Irremediablemente, Camille no pudo escapar a su trágico final. Fallece su padre, que era el único de la familia que siempre creyó en ella, y a los 49 años por orden directa de su familia fue internada en el sanatorio de Montdevergues, a pesar de que  los médicos no consideraron que necesitaba internamiento, mientras su familia insistía en hacerlo por su propia seguridad. Fueron treinta años en los que no dejó de reclamar su derecho a ser libre y en donde se negó a dibujar o esculpir nada. Empezó a desarrollar fuertes paranoias en donde el centro de su ira era Rodin, a quien acusaba de haberle robado sus ideas y de querer acabar con su vida. Todo apuntaba a que Camille padecía una especie de esquizofrenia y oficialmente se declaró que tenía manía persecutoria, aunque las cartas que de ella se descubrieron después, apuntaban a una mujer maltratada por el entorno pero en su sano juicio. Si realmente enloqueció o no, nunca será podrá ser aclarado, pero lo que sí es seguro es que Camille fue una mujer valiente y con fuerza y una artista con talento.

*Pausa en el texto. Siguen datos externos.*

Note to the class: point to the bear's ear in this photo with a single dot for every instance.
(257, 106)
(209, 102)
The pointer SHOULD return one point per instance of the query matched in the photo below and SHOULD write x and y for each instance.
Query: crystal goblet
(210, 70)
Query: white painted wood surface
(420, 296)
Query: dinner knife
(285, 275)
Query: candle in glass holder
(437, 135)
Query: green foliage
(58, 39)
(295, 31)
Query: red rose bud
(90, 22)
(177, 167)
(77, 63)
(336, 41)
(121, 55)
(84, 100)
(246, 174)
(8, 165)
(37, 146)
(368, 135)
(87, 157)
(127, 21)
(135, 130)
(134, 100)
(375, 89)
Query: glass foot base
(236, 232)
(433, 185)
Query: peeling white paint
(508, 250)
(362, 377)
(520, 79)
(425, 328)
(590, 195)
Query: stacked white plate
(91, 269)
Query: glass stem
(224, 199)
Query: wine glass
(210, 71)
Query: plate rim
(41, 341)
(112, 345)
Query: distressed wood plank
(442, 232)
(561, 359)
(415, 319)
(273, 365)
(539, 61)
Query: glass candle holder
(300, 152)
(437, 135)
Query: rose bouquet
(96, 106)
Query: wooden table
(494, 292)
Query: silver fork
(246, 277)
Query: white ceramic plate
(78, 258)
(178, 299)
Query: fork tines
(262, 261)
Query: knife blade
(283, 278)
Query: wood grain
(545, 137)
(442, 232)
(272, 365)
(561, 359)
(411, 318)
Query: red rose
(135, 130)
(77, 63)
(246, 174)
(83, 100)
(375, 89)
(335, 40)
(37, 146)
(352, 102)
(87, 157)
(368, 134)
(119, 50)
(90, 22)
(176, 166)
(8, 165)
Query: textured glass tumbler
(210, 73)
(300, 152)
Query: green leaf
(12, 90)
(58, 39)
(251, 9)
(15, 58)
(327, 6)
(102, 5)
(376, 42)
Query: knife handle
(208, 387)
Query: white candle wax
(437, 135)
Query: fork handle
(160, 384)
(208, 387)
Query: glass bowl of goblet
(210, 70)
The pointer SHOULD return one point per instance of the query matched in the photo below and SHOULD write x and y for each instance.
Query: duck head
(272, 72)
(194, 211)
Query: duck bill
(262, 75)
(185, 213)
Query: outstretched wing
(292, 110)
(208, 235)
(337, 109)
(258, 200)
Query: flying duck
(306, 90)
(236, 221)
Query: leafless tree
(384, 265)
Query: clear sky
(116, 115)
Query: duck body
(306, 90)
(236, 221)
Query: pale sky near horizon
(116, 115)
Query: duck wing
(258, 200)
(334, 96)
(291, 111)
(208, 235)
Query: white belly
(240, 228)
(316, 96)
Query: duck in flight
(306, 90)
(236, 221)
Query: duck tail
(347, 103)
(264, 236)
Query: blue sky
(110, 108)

Muere el 19 de octubre de 1943, a los 78 años de edad, en la más absoluta soledad, sin saber que Rodin y Rose terminarían casándose apenas dos semanas antes de la muerte de ella y pocos meses antes de la muerte de él.

Desde el año 2008, Camille Claudel cuenta con un museo propio en Nogent-sur-Seine, al este de París. El Ayuntamiento de Nogent adquirió la casa donde residió de adolescente para crear un centro de arte de 2500m2, con 43 piezas firmadas por ella, y en donde las obras rompen con el neoclasicismo de la época, las mujeres se contorsionan en cuclillas, y en donde hay un lugar para anónimas desnudas que no son diosas grecorromanas.

Una artista en modo genio que decidió entregarse a una disciplina de las menos feminizadas.